The U.S. Justice Department is set to release later Friday one of the most sought-after legal documents in recent history: an affidavit supporting the FBI’s recent search of former President Donald Trump’s Florida residence.

The document is being sought by a group of news organizations and others amid intense public interest and political uproar over the FBI’s unprecedented action as part of an ongoing investigation of the former president’s handling of classified government documents after he left the White House in January 2021.

A federal judge directed the Justice Department late Thursday to unseal a redacted version of the affidavit by noon Friday after prosecutors proposed blacking out sections to guard sensitive details about the investigation. The redactions were made under seal and can’t be seen by the public.

The August 8 search of Trump’s Mar-A-Lago estate in Florida, during which FBI agents removed 11 sets of classified documents, some of them labeled top secret, has triggered a political firestorm, with Trump and his allies accusing the Biden administration of “weaponizing” law enforcement against him. The administration denies the charge.

The search warrant, unsealed on August 12, showed that Trump is being investigated for potential violations of the Espionage Act and other offenses in connection with his handling of government documents.

On his Truth Social platform, Trump, who has said he wants the affidavit unsealed, wrote Friday, “The political Hacks and Thugs had no right under the Presidential Records Act to storm Mar-a-Lago and steal everything in sight, including Passports and privileged documents.”
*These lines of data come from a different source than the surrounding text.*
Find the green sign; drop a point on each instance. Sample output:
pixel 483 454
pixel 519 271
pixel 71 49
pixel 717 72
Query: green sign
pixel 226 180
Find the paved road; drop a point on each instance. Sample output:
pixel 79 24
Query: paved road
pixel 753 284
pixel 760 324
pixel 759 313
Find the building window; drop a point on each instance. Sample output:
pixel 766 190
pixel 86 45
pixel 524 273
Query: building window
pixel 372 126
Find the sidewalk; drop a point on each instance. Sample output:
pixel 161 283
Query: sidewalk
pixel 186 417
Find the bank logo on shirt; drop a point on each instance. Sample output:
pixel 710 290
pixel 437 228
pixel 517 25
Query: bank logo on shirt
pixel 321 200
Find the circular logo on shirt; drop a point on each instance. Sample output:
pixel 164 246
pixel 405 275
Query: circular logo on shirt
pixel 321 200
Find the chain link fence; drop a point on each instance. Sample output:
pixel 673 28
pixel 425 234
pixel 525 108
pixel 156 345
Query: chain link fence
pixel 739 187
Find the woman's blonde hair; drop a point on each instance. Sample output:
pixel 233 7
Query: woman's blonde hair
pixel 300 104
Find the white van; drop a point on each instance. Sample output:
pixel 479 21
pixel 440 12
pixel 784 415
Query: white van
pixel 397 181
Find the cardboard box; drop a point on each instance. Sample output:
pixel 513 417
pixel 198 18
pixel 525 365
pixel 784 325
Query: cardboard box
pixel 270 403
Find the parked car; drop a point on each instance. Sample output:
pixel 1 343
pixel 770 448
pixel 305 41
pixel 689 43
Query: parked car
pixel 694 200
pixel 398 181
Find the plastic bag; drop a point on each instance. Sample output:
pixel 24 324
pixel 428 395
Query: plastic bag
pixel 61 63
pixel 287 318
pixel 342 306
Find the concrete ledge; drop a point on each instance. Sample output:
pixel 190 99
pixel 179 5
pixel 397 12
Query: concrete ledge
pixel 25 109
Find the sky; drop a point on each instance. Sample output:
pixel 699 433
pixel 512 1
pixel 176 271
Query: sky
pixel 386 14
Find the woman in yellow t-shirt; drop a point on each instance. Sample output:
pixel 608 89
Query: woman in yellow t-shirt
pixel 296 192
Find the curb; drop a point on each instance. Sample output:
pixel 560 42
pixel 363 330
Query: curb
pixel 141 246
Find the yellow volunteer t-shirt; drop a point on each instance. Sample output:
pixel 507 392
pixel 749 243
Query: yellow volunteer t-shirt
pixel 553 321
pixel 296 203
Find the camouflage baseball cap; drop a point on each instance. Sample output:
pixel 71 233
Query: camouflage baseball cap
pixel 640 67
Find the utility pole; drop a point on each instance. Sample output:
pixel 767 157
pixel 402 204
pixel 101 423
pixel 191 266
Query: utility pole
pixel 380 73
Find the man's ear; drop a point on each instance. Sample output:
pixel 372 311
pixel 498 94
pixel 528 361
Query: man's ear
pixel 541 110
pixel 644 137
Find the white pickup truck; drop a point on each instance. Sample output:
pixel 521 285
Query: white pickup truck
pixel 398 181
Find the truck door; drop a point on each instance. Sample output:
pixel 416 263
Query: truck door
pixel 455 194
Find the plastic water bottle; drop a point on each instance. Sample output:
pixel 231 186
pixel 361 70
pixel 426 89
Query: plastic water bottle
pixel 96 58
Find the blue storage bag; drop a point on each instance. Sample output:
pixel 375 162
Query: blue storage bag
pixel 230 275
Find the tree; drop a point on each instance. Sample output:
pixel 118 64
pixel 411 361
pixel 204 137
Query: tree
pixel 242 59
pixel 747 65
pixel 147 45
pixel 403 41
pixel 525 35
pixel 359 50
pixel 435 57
Just what details about the investigation the affidavit will reveal remains to be seen. Before Federal Magistrate Judge Bruce Reinhart’s order, the Justice Department had opposed making the affidavit public, saying it contains critical details about the ongoing investigations, and requires so many redactions that unsealing it would worthless.

But Reinhart appeared to accept the government’s proposed redactions to the document. In his order, Reinhart wrote that he had reviewed the redacted affidavit as well as an accompanying legal memo, and found that “the Government has met its burden of showing a compelling reason/good cause to seal portions of the Affidavit because disclosure would reveal (1) the identities of witnesses, law enforcement agents, and uncharged parties, (2) the investigation’s strategy, direction, scope, sources, and methods, and (3) grand jury information protected by Federal Rule of Criminal Procedure.”

Citing the “historical significance” of the Mar-A-Lago search, media outlets pressing for unsealing the affidavit filed a new motion on Thursday asking that portions of the Justice Department’s memo justifying the redactions be unsealed.

“Like the search warrant affidavit itself, the Brief is a judicial record to which a presumption of public access applies,” they wrote.

FILE - This is an aerial view of former President Donald Trump's Mar-a-Lago estate, Aug. 10, 2022, in Palm Beach, Florida.

FILE – This is an aerial view of former President Donald Trump’s Mar-a-Lago estate, Aug. 10, 2022, in Palm Beach, Florida.

The FBI’s search of Mar-A-Lago came seven months after Trump turned over to the National Archives 15 boxes of government records that he’d taken to Mar-A-Lago after leaving the White House in January 2021.

Under the Presidential Records Act, all presidential records are the property of the U.S. government and must be turned over to the National Archives by outgoing presidents.

In a May 10 letter to a Trump lawyer, acting U.S. archivist Debra Wall wrote that the boxes included more than 100 classified documents consisting of more than 700 pages. The National Archives released the letter this week.

The FBI investigation of Trump’s handling of classified records represents the latest legal headache for the former president as he mulls running for re-election in 2024.

In the 21 months since he lost his re-election bid in November 2020, Trump has been under investigation by congressional investigators and prosecutors for his efforts to overturn the results of the vote.